Top 7 Firm BDO USA has been devoting considerable resources to implementing the CAMs requirements. “There is a level of work, effort and attention necessary,” said Phillip Austin, BDO’s national assurance managing partner. “We’ve been taking all of the required communications with the audit committee, and there are many, through the last five company audits. The audit may run for a number of months or a 13-month period, and then evaluating each communication as a potential CAM. Once those critical audit matters are identified, we’re working out what the critical considerations were, and describing the audit response.
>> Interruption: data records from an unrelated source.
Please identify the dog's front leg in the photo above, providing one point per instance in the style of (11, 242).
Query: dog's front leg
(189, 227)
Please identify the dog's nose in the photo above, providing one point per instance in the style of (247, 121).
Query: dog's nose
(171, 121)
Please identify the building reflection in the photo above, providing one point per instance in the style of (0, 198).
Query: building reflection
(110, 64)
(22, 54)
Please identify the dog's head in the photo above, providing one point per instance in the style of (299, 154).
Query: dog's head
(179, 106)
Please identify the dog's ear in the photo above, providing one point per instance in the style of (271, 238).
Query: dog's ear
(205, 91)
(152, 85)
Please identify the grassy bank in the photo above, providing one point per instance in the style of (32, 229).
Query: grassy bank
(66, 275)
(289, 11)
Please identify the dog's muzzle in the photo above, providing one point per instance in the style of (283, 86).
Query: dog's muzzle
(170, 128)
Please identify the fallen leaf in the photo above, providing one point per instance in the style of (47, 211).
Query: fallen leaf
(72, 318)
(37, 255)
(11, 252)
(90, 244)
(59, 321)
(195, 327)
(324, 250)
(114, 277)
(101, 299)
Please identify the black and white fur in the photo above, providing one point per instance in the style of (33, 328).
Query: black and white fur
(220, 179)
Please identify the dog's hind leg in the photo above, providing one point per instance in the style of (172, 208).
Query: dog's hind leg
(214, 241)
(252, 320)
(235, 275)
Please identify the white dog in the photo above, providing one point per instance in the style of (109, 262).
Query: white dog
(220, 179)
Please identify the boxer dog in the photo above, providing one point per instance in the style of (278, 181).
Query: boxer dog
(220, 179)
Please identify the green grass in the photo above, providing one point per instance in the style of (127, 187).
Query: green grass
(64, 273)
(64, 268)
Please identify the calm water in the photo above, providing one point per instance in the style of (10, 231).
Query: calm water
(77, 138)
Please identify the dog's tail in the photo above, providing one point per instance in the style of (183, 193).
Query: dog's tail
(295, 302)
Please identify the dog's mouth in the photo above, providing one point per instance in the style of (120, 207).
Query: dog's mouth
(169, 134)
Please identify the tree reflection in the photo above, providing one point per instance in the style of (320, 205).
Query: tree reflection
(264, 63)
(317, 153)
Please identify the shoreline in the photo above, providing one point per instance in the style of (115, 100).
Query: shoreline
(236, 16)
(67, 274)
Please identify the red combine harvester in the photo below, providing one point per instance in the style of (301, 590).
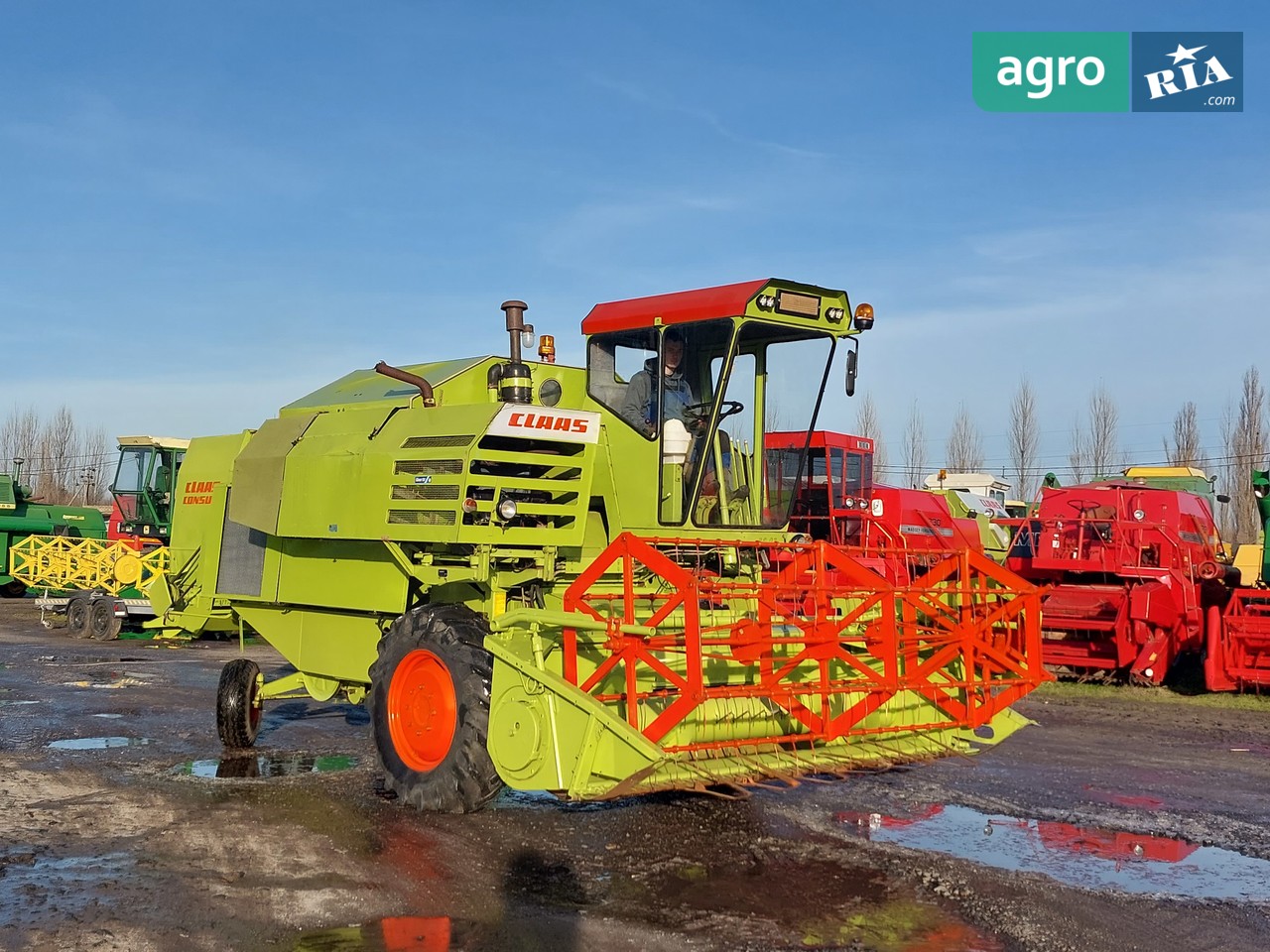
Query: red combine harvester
(902, 532)
(1138, 578)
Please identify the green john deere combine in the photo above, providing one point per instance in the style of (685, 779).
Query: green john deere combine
(580, 579)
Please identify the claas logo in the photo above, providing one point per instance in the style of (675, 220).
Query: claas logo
(548, 421)
(198, 493)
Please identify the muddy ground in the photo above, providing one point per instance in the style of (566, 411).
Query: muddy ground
(1125, 819)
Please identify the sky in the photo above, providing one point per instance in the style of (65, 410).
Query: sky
(211, 209)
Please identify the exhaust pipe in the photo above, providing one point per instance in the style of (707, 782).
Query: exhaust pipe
(407, 377)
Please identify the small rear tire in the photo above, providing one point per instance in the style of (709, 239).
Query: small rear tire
(238, 703)
(430, 710)
(79, 616)
(104, 625)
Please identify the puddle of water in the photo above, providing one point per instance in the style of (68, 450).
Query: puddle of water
(96, 743)
(36, 885)
(264, 766)
(407, 932)
(1086, 857)
(511, 798)
(125, 682)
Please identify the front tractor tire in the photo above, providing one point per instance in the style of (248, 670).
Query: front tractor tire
(238, 703)
(79, 616)
(430, 710)
(103, 624)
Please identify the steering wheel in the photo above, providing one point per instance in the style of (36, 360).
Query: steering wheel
(698, 414)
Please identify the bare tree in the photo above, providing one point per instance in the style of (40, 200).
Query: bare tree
(869, 424)
(1079, 456)
(1185, 448)
(1103, 434)
(915, 447)
(1245, 435)
(1024, 438)
(63, 463)
(964, 449)
(19, 436)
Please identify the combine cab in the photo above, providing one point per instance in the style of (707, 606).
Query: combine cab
(581, 580)
(102, 581)
(1138, 578)
(899, 532)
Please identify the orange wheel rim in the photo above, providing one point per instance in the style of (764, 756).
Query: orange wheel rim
(423, 711)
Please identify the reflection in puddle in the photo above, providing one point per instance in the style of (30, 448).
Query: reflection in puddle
(39, 887)
(264, 766)
(1086, 857)
(511, 798)
(98, 743)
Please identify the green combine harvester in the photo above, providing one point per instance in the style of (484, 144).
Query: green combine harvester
(580, 579)
(22, 517)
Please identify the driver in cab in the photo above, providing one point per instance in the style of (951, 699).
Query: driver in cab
(676, 394)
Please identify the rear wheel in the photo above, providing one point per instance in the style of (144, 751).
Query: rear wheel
(430, 710)
(79, 615)
(103, 622)
(238, 703)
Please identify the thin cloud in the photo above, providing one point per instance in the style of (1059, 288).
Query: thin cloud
(638, 94)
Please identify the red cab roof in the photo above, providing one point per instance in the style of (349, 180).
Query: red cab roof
(683, 307)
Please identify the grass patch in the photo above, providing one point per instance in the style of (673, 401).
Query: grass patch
(1137, 696)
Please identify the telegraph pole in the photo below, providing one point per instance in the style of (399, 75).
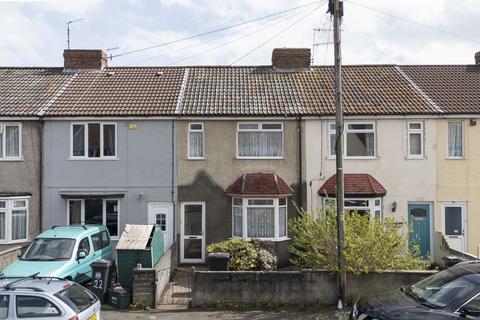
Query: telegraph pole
(335, 7)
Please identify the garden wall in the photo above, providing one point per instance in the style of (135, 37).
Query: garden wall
(290, 287)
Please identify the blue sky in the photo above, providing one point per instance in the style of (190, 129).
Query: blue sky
(33, 33)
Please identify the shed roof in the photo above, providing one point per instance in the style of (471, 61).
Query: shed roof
(135, 237)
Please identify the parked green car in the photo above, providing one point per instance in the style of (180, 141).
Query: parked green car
(64, 252)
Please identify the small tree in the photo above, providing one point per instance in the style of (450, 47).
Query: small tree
(370, 245)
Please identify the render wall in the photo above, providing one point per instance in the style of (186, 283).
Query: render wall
(406, 180)
(459, 180)
(143, 166)
(206, 180)
(24, 176)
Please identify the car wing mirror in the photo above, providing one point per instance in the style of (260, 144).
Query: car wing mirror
(472, 311)
(82, 255)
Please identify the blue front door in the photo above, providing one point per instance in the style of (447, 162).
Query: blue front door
(419, 219)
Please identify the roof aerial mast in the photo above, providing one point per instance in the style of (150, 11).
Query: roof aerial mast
(68, 30)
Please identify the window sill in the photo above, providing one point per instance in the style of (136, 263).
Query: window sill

We’re talking with the engagement partner, senior managers and specialists to assess, evaluate and determine what goes in the report. That’s not a simple exercise. It’s not quick and easy. It’s thoughtful. It takes time. It has to be done very well because the ultimate result is a public paragraph that investors and other users are going to look to. That’s a different level of importance compared to something that is in the audit workpapers and surrounds our conclusions. This has to convey to third parties in simple, nontechnical English the nature of what the audits were and how the auditor responded.”
Investors are showing more confidence in the audit profession, and it’s hoped that CAMs will bolser that attitude. According to the Center for Audit Quality’s
CAMs aren’t going to be required for audits of brokers and dealers; registered investment companies other than business development companies; employee stock purchase, savings and similar plans; or emerging growth companies.
“It’s for a subset of public companies,” said Austin. “The PCAOB in their initial establishment wanted to have an audit report that was more informative for companies where they felt that information had more relevance to the investors. In doing that, they chose a breakpoint. That breakpoint excluded a number of entities. If you look at the breakpoint they chose, it does amount to the vast majority of the capital markets in terms of value. I think the PCAOB focused making it a requirement that creates a set of information that’s meaningful to users, and targets the portion of the capital markets that makes the most difference.”
Smith offered some lessons learned and advice for implementing CAMs at Deloitte. “I would say start early and communicate regularly with management and the audit committee,” she said. “Many CAMs can be identified as part of planning the audit. Although other matters might arise as the year goes by, for those matters that a team believes might be a CAM during planning, go ahead and start talking to clients now. This also gives clients or companies the opportunity to reassess their disclosures in these areas to make sure that they are clear. The other thing we found is that it really gives clients the opportunity to work internally and to bring all the appropriate parties to the discussion, for example. investor relations and general counsel.”